Copyright and fair use

Kukoff flags the administration's codification of a fair-use standard for AI training data as a meaningful development. The position, consistent with a recent Anthropic court ruling, is that training on legally purchased copyrighted material constitutes fair use — but training on pirated data does not. This is the first time Kukoff says he heard the administration formally adopt that distinction.

Soft power and open source

The AI Action Plan's strong support for open-source and open-weight models is framed by the administration as a national security imperative — getting American models adopted globally as a soft-power lever. That framing creates an opening for Meta's Llama project, though Kukoff notes uncertainty about whether Llama 5 will be open source and whether Zuckerberg has fully landed with this administration the way Jensen Huang has. Jensen's success with the White House is partly attributed to interpersonal skill and partly to running the most valuable company in the world. Zuckerberg made a visible effort to engage but the relationship hasn't solidified in the same way.

With OpenAI launching an open-source model, the title of "America's national open-source champion" is now genuinely contested between Meta and OpenAI — and Kukoff suggests that title carries real political value even if its direct commercial value is unclear.

The talent gap no one addressed

One conspicuous omission from the AI Action Plan: a targeted talent recruitment strategy. Around 75% of Meta's superintelligence team reportedly hold O-1 visas or are non-US citizens.
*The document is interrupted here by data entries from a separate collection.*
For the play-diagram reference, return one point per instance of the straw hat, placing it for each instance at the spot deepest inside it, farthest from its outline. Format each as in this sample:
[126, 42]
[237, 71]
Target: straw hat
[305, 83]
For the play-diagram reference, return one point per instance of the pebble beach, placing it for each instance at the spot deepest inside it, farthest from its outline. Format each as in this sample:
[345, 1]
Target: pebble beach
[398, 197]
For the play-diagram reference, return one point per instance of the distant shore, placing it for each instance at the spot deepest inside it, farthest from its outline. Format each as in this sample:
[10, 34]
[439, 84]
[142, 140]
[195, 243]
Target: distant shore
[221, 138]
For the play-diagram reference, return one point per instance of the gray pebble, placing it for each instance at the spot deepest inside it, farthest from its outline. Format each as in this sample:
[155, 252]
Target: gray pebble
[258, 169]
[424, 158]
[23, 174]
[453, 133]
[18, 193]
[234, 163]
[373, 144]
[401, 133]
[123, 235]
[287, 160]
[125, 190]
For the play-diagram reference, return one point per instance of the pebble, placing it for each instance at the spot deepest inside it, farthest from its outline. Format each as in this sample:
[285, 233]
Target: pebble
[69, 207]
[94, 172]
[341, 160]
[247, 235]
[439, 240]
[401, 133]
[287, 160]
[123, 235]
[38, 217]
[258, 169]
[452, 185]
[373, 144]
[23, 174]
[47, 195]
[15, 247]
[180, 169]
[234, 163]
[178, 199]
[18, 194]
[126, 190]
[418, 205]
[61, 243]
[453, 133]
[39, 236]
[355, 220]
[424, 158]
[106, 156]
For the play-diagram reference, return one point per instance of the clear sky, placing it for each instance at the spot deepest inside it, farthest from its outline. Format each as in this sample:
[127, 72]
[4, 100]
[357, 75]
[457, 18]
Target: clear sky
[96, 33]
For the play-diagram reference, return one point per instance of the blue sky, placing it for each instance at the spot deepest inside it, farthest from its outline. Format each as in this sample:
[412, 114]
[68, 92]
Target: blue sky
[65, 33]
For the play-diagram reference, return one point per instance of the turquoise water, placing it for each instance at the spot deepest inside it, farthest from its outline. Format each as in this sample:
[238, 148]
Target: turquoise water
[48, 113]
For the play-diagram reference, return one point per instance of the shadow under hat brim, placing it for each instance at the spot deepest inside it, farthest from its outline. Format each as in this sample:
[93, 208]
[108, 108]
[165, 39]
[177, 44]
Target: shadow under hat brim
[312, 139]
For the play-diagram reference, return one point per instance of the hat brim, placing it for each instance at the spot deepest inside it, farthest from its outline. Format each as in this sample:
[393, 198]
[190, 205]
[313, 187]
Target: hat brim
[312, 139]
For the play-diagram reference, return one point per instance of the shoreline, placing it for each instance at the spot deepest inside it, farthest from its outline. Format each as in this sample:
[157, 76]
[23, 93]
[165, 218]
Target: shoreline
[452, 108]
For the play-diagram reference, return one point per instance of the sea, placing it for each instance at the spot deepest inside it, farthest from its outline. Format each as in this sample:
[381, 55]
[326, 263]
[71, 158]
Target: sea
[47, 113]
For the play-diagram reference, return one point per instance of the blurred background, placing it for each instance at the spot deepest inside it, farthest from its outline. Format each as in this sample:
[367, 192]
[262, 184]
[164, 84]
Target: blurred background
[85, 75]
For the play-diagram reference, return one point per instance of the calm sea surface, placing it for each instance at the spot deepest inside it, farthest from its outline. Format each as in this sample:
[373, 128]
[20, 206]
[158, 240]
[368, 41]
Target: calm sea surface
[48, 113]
The DeepSeek and Manus teams signal what concentrated foreign AI talent can produce. Kukoff says people inside the administration are privately thinking about an "Operation Paperclip" equivalent — a targeted program to bring the world's top AI researchers to the US — but it was not part of the formal AI Action Plan and immigration politics make it difficult to address publicly. The argument is that this cohort, perhaps 50 people globally, is a categorically different policy question from border enforcement.